Is the description appropriately sized, front-loaded, and free of redundancy?

The description is a single, efficient sentence with zero wasted words. It's front-loaded with the core purpose and includes the key technical detail (Tanimoto similarity) that defines the tool's approach.

Shorter descriptions cost fewer tokens and are easier for agents to parse. Every sentence should earn its place.

Completeness2/5

Given the tool's complexity, does the description cover enough for an agent to succeed on first attempt?

For a search tool with no annotations and no output schema, the description is insufficiently complete. It doesn't explain what the search returns (structures, IDs, properties?), how results are ordered, whether there's pagination, or what data sources are used. The agent would need to guess about the tool's behavior and outputs.

Complex tools with many parameters or behaviors need more documentation. Simple tools need less. This dimension scales expectations accordingly.

Parameters3/5

Does the description clarify parameter syntax, constraints, interactions, or defaults beyond what the schema provides?

Schema description coverage is 100%, so the schema already documents all three parameters thoroughly. The description adds no additional parameter information beyond what's in the schema (e.g., doesn't explain SMILES format details or similarity calculation nuances). Baseline 3 is appropriate when the schema does the heavy lifting.

Input schemas describe structure but not intent. Descriptions should explain non-obvious parameter relationships and valid value ranges.

Purpose5/5

Does the description clearly state what the tool does and how it differs from similar tools?

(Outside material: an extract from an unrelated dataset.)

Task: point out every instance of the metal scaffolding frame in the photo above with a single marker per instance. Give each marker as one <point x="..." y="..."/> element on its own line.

The description clearly states the specific action ('Find chemically similar compounds') and method ('using Tanimoto similarity'), distinguishing it from siblings like 'search_compounds' (general search) or 'substructure_search' (structural matching). It precisely communicates the tool's purpose with technical specificity.

Agents choose between tools based on descriptions. A clear purpose with a specific verb and resource helps agents select the right tool.

Usage Guidelines2/5

Does the description explain when to use this tool, when not to, or what alternatives exist?

The description provides no guidance on when to use this tool versus alternatives like 'search_compounds' or 'substructure_search'. It doesn't mention prerequisites, typical use cases, or limitations, leaving the agent to infer usage from the name and parameters alone.

Agents often have multiple tools that could apply. Explicit usage guidance like "use X instead of Y when Z" prevents misuse.